Study design This case-controlled open study was carried out from January through June 1996. The protocol (Fig 1) was reviewed and approved by the Institutional Review Board of Doai Memorial Hospital. Before the study, each subject was fully informed of the purpose and procedures of the study, and written informed consent was obtained from all subjects. After an initial 2-week run-in period, the treatment group was administered 100 mg of suplatast tosilate 3 times daily for 6 weeks. PEF was measured twice daily in the morning and evening, and the patients were asked to keep an asthma diary. The symptoms score was calculated from those records. An AHR test, induced sputum collection, and a bronchial biopsy were performed at the beginning and end of the study. The biopsy specimens were stained by the methods described below to determine changes in the numbers of infiltrating eosinophils, EG2+ cells, and CD3+, CD4+, CD8+, and CD25+ cells. The induced sputum was examined for the percentage of eosinophils.
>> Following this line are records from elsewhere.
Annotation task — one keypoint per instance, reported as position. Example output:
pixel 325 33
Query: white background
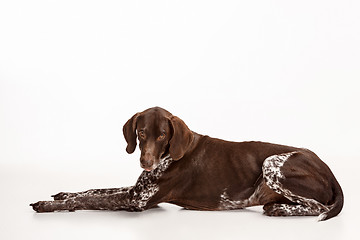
pixel 73 72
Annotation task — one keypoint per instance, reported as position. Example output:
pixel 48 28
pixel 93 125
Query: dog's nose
pixel 147 161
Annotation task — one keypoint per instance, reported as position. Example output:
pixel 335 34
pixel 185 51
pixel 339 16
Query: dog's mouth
pixel 164 155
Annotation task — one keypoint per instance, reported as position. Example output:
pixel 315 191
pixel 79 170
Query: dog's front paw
pixel 61 196
pixel 40 206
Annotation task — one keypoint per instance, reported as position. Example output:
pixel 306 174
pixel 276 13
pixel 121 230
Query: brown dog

Airway hyperresponsiveness AHR was evaluated according to the standard method established by the Japan Cooperative Research Group on Inhalation Test Standardization.12 Antiasthmatic agents were withdrawn 12 hours before the test. Solutions of histamine dihydrochloride serially diluted 1:2 with saline were used as inhalants. FEV1 measured before the test was taken as the baseline value. Using a no. 646 DeVilbiss nebulizer (DeVilbiss Health Care Inc, Somerset, Pa), the patient inhaled saline solution with 5 L/min compressed air for 2 minutes while breathing normally. When it was confirmed that FEV1 did not decrease by 10% or greater, the patient inhaled histamine solutions, starting with the lowest concentration of 39 g/mL. FEV1 was measured immediately after the inhalation, and the concentration of the histamine solution was repeatedly doubled (20,000 g/mL maximum) until the FEV1 immediately after the inhalation decreased by 20% or greater from the baseline value. The concentration of histamine solution that caused FEV1 to decrease by 20% (PC20 histamine) was calculated and analyzed as an index of AHR.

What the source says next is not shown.